Corina instead was determined to take them simply across the street to the neighbor’s pool. This is where she went the night of the attack, and our neighbours said they had seen male ducks around. Only here were two issues her little bird brain couldn’t handle. One, the gate was locked so we couldn’t let her in even if we wanted to, and two, the neighbour’s pool wasn’t even open; she’s been swimming on the nasty water that accumulated on top of the cover. We tried to block her path and direct her towards the creek, but nothing was working. At this point we were pretty desperate for help as it had been like 20 minutes and she just kept leading the babies along the fence with no success. We tried to call a local wildlife rescue, but they were closed. So we took matters into our own hands. We got a box and Dad managed to get the ducklings in there. Without her babies following her, Corina got a little frantic and was honking and running around, but the babies were chirping from the box, so we were able to get her to follow the sound. We walked her the whole 10 minutes to the creek like this, and it worked well, though I felt bad we had to separate them like that.
Once at the creek, she jumped right into the water, and I carefully tilted the ducklings out of the box. They ran right into the water as well and swam over to her! And before we knew it, they were all swimming off, too far for us to see.
We headed back home shortly after, and like in the musical Come From Away where the locals start cleaning up as soon as the visitors leave, Dad and I started taking down the fortress and emptying the nest of leaves and down. We actually found another egg that never hatched, which is sad, but considering 11/13 made it and we were worried none would, I’m satisfied.

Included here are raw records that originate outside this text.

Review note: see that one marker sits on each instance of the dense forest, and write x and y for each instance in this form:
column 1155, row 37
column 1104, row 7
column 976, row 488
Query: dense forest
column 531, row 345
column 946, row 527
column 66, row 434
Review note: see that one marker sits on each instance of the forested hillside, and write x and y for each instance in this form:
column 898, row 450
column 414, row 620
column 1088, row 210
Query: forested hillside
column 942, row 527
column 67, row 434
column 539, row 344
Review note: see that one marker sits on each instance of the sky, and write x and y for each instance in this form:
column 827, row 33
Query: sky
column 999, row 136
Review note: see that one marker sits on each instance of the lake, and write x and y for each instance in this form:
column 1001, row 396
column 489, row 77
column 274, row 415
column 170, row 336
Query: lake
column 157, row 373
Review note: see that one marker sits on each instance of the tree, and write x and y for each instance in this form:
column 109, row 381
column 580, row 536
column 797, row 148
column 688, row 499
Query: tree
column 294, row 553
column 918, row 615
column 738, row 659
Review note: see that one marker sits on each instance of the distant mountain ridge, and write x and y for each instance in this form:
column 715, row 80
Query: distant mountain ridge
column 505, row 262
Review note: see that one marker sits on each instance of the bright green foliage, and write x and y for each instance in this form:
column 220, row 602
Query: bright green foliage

The truth is, Corina and those eggs would have never survived without my dad and I. If we didn’t have cameras set up and built walls around her, the raccoons would have done a lot more damage. She is lucky we were so open to this experience and that it happened during a pandemic where we had nothing better to do than check cameras at 4am. Sheltering a mother duck was very stressful and I don’t think we want to do it again, but now we get this fun story to tell and I got to hold a duckling, so it all worked out. I will miss Corina, though.
Anyway, that’s it! That’s our 38 day-long adventure in sheltering a duck. I know this post is long but it was such a huge part of our life recently and I wanted to share every detail!